I’m not crying on the way to school today.”
Her pride tore at my heart,
There it was, still
My best lacking what I knew she needed.
The first pancake is always wonky
Sacrificed willingly without shame.
I knew the ingredients but not the method,
But we all know they improve as you go.
I adjusted the heat,
Continually trying for a softer morning.
Now she speaks to me in songs played on the kitchen speaker.
Our shared language deeper than her early years tears.
I served up that first wobbly pancake proudly today
She won’t eat it with lemon juice and sugar –
Because everything tastes better with Nutella
The photograph
I look at that breakfast photograph and I see all of it. The years of mornings that didn’t look like this. The slow accumulation of understanding — of myself, of my daughter, of what we both needed to not just survive but begin, tentatively, to flourish. The diagnosis that finally came and named what had always been true.
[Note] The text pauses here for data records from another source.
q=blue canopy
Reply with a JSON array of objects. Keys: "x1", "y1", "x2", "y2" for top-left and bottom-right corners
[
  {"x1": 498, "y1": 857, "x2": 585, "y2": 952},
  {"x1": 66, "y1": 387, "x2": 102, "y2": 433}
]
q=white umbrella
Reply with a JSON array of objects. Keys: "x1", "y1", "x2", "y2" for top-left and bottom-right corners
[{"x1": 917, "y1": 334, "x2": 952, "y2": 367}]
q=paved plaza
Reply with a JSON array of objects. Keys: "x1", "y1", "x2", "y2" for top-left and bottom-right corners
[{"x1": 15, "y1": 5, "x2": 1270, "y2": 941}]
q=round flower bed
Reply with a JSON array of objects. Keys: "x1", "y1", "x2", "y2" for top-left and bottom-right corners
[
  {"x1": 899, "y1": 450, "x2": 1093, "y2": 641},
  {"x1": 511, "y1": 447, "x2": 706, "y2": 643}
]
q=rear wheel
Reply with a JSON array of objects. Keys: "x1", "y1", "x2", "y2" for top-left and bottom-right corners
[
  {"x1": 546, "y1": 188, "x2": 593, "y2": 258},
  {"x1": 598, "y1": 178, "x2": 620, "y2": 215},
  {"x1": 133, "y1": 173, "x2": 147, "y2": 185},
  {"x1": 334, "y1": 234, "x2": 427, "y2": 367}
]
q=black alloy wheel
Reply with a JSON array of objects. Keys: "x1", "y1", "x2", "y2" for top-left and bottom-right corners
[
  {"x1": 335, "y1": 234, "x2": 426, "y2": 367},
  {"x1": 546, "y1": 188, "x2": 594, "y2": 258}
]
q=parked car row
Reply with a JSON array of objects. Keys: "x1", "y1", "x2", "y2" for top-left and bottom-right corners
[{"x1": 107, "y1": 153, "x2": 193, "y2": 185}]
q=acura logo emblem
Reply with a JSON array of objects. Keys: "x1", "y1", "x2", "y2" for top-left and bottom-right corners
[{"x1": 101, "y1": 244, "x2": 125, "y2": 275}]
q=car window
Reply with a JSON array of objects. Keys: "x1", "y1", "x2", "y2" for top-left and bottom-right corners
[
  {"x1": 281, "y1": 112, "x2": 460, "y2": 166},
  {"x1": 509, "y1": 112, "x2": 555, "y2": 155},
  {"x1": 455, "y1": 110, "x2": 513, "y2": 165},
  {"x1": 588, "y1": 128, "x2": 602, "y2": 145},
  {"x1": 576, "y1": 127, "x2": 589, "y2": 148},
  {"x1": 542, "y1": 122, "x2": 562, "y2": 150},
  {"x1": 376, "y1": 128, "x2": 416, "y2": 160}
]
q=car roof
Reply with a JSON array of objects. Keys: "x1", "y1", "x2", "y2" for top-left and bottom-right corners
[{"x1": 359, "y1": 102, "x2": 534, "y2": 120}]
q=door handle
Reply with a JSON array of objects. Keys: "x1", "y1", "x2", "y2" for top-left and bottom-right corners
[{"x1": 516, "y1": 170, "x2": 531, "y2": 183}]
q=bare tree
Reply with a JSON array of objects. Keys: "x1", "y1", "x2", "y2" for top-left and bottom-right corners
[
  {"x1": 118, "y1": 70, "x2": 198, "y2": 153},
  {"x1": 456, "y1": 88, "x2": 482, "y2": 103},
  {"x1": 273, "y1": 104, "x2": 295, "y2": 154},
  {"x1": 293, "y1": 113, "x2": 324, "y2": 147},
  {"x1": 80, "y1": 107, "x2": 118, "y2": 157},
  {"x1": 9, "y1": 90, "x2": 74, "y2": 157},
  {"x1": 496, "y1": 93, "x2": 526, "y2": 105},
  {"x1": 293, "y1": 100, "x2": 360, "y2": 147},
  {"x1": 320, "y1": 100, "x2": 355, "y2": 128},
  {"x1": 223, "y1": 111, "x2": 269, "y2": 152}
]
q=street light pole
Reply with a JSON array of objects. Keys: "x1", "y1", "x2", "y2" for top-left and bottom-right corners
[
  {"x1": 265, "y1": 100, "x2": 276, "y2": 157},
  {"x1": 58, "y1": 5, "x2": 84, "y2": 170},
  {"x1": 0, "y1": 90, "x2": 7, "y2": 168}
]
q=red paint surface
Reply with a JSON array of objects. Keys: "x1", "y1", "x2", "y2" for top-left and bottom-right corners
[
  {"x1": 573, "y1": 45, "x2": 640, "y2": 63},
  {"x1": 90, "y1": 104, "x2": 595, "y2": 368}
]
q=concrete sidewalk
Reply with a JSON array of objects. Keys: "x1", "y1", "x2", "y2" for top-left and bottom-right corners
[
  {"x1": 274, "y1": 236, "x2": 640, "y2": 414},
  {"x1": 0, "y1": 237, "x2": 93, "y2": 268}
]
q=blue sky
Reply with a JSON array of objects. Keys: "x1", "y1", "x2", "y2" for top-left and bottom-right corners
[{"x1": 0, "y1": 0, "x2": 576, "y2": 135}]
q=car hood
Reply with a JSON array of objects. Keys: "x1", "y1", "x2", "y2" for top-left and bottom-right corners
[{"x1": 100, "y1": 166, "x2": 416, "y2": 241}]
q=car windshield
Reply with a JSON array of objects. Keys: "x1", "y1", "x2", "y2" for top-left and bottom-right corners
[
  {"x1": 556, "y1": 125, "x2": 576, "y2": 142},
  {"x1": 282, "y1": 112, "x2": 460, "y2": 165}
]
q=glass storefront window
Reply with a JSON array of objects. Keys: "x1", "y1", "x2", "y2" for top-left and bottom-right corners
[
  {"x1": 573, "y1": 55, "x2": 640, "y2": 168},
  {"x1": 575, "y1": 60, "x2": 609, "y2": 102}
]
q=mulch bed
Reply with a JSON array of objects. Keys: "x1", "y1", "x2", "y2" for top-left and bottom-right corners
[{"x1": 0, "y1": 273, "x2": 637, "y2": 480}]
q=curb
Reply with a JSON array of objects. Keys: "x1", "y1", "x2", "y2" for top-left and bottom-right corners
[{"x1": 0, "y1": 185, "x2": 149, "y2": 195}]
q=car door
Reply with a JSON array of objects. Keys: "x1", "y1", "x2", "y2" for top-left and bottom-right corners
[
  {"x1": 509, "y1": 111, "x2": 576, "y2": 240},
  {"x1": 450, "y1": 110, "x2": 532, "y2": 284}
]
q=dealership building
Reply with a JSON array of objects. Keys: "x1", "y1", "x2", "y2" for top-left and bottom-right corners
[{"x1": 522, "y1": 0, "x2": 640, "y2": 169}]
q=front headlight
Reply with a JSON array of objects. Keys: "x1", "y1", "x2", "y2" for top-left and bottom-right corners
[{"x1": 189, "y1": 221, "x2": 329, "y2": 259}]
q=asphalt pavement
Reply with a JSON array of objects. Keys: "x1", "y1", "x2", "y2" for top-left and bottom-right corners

The medication that helped not by changing who I am but by giving me a little more access to who I already was.
And I see the pancakes. Warm. Made on a school day, with capacity to spare.
There is grief in it – I won’t pretend otherwise. Grief for the years when this felt impossible. Grief for the women of my generation who are still out there, taivert, building systems in the dark without ever knowing why they need them. Grief that it took so long.
But there is something else too. Something that took me a long time to allow myself to feel without immediately undermining it.
Pride. Quiet, bittersweet, completely earned pride.
I built something, without a map, without the right support, without even knowing what I was building or why I needed it. And some of it worked. And here we are, my daughter and I, on a Friday morning, with pancakes and fresh orange juice and a spider plant on the table that I haven’t killed with neglect or hyperfocus overwatering, and nowhere to be yet.
That is not a small thing.
There is a poem I wrote ages ago, called Embrace, that sits at the heart of all of this. I wrote it for myself. For the child I had been, the one who was too much, who fought every day to prove she was worthy of loving, who needed someone to say: I see you. You don’t have to hold all of this alone. I wrote it before I fully understood why I needed to. And then I had a daughter who showed me the same child in a different face. Who needed the same things I had needed. Whose tears on the way to school were a mirror I hadn’t known I was looking into.
That is what I understand reparenting to mean. You cannot unknow the first pancake. But you can learn the method – slowly, stubbornly, without a recipe, and in learning it for yourself, find that you are able to offer something different to the people you love. The healing runs in both directions. You mother yourself back to wholeness, and in doing so, you mother her differently too. Not perfectly. But with so much more of yourself available than before.
What have you built, quietly and alone, that you haven’t yet given yourself credit for?